Yes
Sky Church EMP, Seattle - Saturday, July 07, 2001
For someone who has been a Yes fan since the day he saw Rick Wakeman playing something I thought was called a sympathizer on a seventies British kids TV show I used to watch after getting home from school, you can imagine how excited I was at the prospect of seeing Yes perform at an exclusive invite only show in the Sky Church of Seattle's EMP, now called the Museum of Pop Culture or MoPOP.
A few weeks earlier I had heard that the band was in town for rehearsals and figured they were most likely hanging out at Alan White's place over in neighboring Newcastle. I know the veteran Yesman lives in the area because when he played with a Yes tribute band made up of local musicians a year and a half earlier at a small music venue I sat and talked with him before the show. He even signed the Yesshows DVD I just happened to have in my bag.
And now here they all were, the classic post Bruford line-up of Jon Anderson, Chris Squire, Alan White, Steve Howe and Rick Wakeman here in Seattle right in front of me.
From the moment the cavernous auditorium went dark, when Yes took the stage, to the presentation of the shopping bag full of goodies under house lights after the set, the capacity audience was thoroughly enthralled. Looking back it's like it was all in slow motion. Local scenesters and tie-dye clad elders alike captivated by the mastery of some English blokes as they performed America, Deeper the first ever live performance of South Side Of The Sky, Siberian Khatru and Roundabout.

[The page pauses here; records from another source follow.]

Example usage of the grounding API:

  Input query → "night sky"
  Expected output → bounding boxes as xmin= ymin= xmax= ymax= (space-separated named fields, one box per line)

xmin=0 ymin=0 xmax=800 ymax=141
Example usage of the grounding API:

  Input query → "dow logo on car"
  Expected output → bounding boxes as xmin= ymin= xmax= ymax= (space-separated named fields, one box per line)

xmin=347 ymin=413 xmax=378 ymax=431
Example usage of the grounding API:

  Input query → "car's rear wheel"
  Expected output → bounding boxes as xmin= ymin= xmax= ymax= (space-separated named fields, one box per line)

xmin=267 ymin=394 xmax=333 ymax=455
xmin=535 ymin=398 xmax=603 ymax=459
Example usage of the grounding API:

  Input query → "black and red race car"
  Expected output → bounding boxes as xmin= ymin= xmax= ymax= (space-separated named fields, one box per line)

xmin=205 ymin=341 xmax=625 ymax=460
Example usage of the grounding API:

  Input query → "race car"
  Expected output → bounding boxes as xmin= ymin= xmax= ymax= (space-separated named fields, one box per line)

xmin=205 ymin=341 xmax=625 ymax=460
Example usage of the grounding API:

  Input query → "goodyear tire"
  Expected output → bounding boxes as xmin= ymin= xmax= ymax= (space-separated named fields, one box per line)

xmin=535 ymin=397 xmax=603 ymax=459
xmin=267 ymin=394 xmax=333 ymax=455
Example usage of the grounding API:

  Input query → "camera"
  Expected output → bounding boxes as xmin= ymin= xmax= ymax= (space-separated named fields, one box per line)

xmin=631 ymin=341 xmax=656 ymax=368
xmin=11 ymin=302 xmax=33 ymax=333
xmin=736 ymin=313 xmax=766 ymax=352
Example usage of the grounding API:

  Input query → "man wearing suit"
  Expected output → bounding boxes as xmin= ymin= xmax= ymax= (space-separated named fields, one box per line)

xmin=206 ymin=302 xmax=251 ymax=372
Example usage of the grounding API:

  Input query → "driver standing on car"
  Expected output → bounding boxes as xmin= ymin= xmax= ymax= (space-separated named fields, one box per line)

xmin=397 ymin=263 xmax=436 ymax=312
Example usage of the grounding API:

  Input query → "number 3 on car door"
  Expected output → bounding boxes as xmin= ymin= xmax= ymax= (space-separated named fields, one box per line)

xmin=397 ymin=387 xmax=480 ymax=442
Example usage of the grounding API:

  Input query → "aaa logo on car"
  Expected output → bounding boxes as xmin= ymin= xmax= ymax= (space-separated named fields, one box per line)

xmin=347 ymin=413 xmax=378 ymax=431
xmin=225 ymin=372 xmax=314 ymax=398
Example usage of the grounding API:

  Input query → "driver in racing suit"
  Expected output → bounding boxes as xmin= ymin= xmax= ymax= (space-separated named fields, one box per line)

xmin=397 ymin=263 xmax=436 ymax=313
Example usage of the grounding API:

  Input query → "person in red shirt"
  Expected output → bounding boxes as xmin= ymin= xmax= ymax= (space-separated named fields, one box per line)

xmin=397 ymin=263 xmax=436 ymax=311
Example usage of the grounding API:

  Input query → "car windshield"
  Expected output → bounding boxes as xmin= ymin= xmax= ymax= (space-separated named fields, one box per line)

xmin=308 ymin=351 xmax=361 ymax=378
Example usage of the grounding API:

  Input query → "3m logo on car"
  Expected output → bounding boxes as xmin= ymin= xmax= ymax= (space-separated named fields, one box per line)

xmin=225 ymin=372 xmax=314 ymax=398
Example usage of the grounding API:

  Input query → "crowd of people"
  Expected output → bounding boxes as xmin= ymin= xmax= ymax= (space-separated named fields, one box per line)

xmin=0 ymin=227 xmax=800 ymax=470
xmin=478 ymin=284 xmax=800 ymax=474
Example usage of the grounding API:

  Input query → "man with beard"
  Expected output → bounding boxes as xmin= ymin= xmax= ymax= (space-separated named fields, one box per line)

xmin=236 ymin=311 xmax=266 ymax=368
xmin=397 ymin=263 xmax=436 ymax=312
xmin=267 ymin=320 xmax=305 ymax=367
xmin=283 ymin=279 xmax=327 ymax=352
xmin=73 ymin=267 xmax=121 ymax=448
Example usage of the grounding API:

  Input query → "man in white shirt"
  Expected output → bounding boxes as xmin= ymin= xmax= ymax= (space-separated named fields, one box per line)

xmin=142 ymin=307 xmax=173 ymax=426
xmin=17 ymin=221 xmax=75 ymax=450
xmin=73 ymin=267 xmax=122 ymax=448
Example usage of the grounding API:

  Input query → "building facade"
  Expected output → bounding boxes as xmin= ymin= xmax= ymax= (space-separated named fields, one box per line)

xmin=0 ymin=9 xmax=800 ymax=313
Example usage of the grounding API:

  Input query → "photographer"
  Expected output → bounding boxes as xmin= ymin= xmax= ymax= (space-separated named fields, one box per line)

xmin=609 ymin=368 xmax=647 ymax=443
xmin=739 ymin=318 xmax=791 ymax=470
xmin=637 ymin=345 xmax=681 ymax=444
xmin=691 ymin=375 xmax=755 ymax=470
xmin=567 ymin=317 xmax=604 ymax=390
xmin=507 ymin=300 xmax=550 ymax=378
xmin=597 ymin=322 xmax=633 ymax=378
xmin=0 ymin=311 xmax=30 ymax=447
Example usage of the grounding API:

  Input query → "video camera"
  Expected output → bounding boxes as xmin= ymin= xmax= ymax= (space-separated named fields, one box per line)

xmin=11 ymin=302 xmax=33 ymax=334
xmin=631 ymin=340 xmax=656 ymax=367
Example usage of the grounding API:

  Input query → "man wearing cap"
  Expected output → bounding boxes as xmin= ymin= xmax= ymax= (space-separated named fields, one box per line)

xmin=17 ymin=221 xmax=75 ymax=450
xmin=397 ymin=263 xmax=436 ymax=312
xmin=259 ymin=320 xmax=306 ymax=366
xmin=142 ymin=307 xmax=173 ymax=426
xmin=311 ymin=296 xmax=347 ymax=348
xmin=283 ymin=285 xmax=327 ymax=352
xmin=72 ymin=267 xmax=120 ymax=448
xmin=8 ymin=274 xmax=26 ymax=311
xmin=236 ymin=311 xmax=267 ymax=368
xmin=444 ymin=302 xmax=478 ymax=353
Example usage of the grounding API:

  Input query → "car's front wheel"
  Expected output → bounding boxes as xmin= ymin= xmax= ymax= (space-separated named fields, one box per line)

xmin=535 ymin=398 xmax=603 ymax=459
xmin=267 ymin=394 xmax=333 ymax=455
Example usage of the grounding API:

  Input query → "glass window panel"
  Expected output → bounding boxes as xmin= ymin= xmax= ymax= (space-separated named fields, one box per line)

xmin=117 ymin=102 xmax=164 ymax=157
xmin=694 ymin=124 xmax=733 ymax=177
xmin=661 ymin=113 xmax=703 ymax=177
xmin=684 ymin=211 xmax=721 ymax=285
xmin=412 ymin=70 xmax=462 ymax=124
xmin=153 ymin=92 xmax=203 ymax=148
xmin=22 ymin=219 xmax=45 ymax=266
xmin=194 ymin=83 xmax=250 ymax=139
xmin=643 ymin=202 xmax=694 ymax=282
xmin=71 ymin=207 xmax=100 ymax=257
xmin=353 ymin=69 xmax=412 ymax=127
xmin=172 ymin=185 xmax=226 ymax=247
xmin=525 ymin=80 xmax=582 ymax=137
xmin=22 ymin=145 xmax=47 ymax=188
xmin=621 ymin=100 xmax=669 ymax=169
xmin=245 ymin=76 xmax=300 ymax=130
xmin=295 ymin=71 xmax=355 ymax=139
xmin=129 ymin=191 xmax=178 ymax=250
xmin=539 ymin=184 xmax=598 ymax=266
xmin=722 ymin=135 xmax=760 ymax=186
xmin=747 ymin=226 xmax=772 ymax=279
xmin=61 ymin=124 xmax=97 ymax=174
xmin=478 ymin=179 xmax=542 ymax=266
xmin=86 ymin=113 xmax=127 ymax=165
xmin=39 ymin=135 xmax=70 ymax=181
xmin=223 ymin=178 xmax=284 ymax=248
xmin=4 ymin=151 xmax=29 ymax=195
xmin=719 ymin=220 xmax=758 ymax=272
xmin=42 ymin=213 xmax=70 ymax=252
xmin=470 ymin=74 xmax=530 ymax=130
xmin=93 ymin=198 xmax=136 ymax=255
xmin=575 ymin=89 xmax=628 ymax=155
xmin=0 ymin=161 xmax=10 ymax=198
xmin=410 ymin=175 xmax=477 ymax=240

Sporting a knee length silvery white top coat, reminiscent of the silver cape he wore all those many years ago, Rick Wakeman was initially the focus of my attention, primarily because he's the main reason I own electronicmusic.com instead of working down a pit in Yorkshire (it's a long story), yet in the presence of the master here I am equally transfixed by Steve Howe, and Jon, and Chris and Alan. For twenty five years I've been listening to Yes on a regular basis and now I actually get to see them all play together, hear the music they make, in this high-tech wonderland, and they're a real band, right there, all tuned into each other, all supremely comfortable with what they're doing, playing with conviction, making magic.